Regulators have expressly warned that organizations must be proactive and dedicated to minimizing cyber risk to themselves and their stakeholders. Accordingly, investigations and litigation targeting senior company executives are on the rise. This session at the RIMS 2017 Annual Conference and Exhibition highlighted the importance of directors and officers (D&O) insurance coverage considerations and how it protects senior executives during a potential cyber risk claim.
- Joshua Gold, Esq. Shareholder, Anderson Kill P.C.
- Scott Corzine, Senior Managing Director, Ankura Consulting Group, LLC
Current Cyber Landscape
Potential exposures for cyber risk include business interruption, regulatory investigations, cyber extortion, third-party liability, business reputation and loss of information (own and others). With all of this at stake, it is important to manage your cyber priorities in the following categories:
- Resources – Do not skimp on money, people and senior management buy in.
- Plans – Strategy around computer security, privacy and breach response must be in place before a breach.
- Implementation – Keep current, update plans/protocols regularly, train and re-train.
Trends show that management liability risk is also a large exposure in the cyber realm. Derivative actions, securities class action suits and regulator claims are on the rise. Losses resulting from most civil suits have been defense costs, rather than settlement or adverse judgement loss, however this is bound to change. Charges against management typically include failure to disclose cyber risk, cyber breach scope and sufficiency of risk management.
No organization is immune to this type of risk and it is just a matter of time before we are dealing with charges beyond fraudulent card charges. Exposures related to the “Internet of Things”, infrastructure and transportation are on the horizon. Widespread public safety is at risk. There is inevitably going to be a cyber event where people die. We are moving well beyond the traditional theft landscape.
D&O Insurance Coverage for Cyber
The D&O product remains one of the better lines of coverage available. It includes broad wrongful act coverage and often includes a broad array of insureds. Certain inclusions have been pared back over the years, making the coverage even broader.
D&O insurance issues meet cyber:
- Application/purchase risk. It’s important to get this process right. A lot of cyber policy applications ask if you have been a subject of a cyber attack. Most say no, but hack attempts could be occurring daily, just deflected. Use careful consideration when answering these questions and be upfront.
- Other insurance/indemnification. Some other insurance clauses claim to be “other indemnity” clauses. There are also more prospects for fights over cyber-related indemnification.
- Bodily injury/property damage. With the Internet of Things coming, it has implications for D&O. It is a matter of time before a cyber incident causes destruction or death.
- Retroactive dates can be troublesome, with broad pleading and vague reference to chronology (i.e. allegations that security has been lax for years).

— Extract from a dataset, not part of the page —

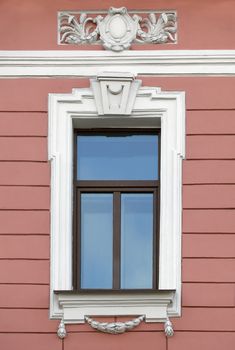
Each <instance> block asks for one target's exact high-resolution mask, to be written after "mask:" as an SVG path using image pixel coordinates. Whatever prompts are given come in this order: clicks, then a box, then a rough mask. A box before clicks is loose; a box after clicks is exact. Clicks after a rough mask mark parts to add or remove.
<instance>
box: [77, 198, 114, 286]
mask: <svg viewBox="0 0 235 350" xmlns="http://www.w3.org/2000/svg"><path fill="white" fill-rule="evenodd" d="M112 250H113V195H112V194H109V193H108V194H103V193H101V194H94V193H91V194H82V195H81V288H87V289H88V288H100V289H105V288H109V289H111V288H112V269H113V253H112Z"/></svg>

Finally, we are in dire need of brokers who are well-versed in cyber. Broker assistance is a must when purchasing. Cyber coverage issues changes often and there is little uniformity of cyber insurance products. In addition, potential gaps in coverage may open the door to denials of coverage, whether valid or not. It’s important that the broker have the full view of the whole insurance portfolio so that, among other things, management risk if fully addressed.